At the same time, first COVID, then war in Ukraine and, most recently, repeated waves of flooding across eastern Australia have combined to limit the production and distribution of many goods.
“We have supply chain problems all over the world, goods can’t get between countries fast enough to meet consumer demand,” said Mousina.
“That has caused some blockages in the supply chain, and it has allowed companies to raise the prices of these items.”
What will the Reserve Bank do about it?
Central banks can’t do much about supply, so they try to change demand, speed up or slow down the economy, by playing their levers, the main one being interest rates.
Until the second half of last year, most developed economy central banks had levers at, or near zero, even some below, such as the European Central Bank and the Bank of Japan (which are still in effect).
But, starting with the Bank of Korea and the Reserve Bank of New Zealand, interest rates began to rise, as policymakers realized that demand was not only surviving the pandemic, but soaring, and supply constraints were pushing prices up sharply.
The slow trickle of rate hikes turned into a flood this year, with the biggest central bank of them all, the US Federal Reserve, raising rates in March.
The Reserve Bank of Australia followed in May, and then backed it up with bigger rate hikes in June and July.
Even the European Central Bank is now finally getting interest rates back to zero, despite the Ukraine war threatening a recession on the continent.
And there is little sign but interest rate hikes will stop.
The RBA’s current target rate is 1.35 percent. The CBA expects it to hit 2.6 percent before the end of this year.
Economists ANZ and Westpac expect it to hit 3.35 percent either late this year or early next year.
That would be a 2 percentage point increase in interest rates, which is likely to be passed on in full to variable mortgage customers.
Mousina said the central bank raised interest rates so quickly because they didn’t want inflation to stay out of control for years, as it did during the 1970s and 80s.
“You have a period where inflation might go down a bit and then go up again,” he explained.
“But because policymakers are slow to deal with it, it keeps rising for a long time before you see these inflation rates, they’re out of control.
But they also have to be careful.
If they hit demand too hard, too fast, then consumption could suddenly drop, risking a recession in which the economy shrinks for half a year or more.
That is one reason why the RBA is targeting a 2-3 percent price increase instead of zero.
“That is considered a moderate price increase that is sustainable in the long term for consumers,” said Mousina.
“When you get price growth of less than 2 percent, then there are risks or times where you can experience deflation [falling prices] … and deflation is not seen as a positive for consumer or business spending.”
That’s because, if you expect something to be cheaper tomorrow, you are unlikely to buy it today, which suppresses demand and can lead to a downward economic spiral.
In fact, the Reserve Bank spent the best part of a decade expecting prices to rise faster, so it doesn’t want to completely quell inflation.
“Not all inflation is bad,” explains Ms Mousina.

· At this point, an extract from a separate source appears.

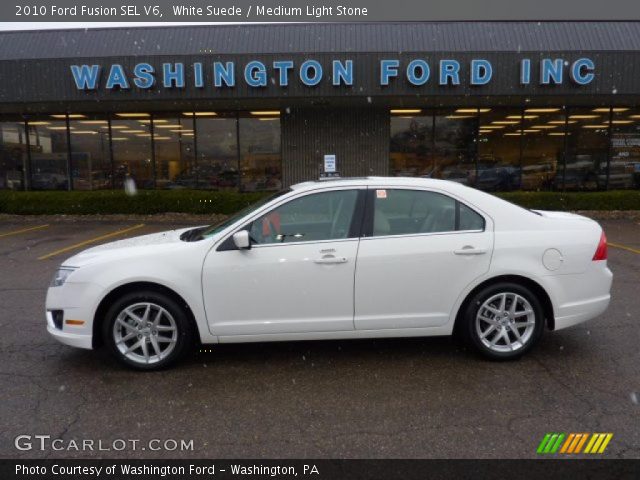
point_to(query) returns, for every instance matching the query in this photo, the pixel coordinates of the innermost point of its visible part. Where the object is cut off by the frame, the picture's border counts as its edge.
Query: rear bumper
(581, 311)
(585, 296)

“If we get wage growth a little closer to the inflation rate, that’s good for consumers, because we haven’t had a lot of wage growth in Australia in recent years.
Given how indebted Australian households are, and the recent surge in government borrowing, some wage and tax inflation should help pay off the debt.
The Reserve Bank is in a difficult position as it needs to balance both sides to get inflation back within its 2-3 percent target.
Do goldilocks come to mind?
The interest rate must not be too low, or we spend too much. But if it’s too high, we don’t spend enough money.
So the question is, how much is right? No one really knows the answer.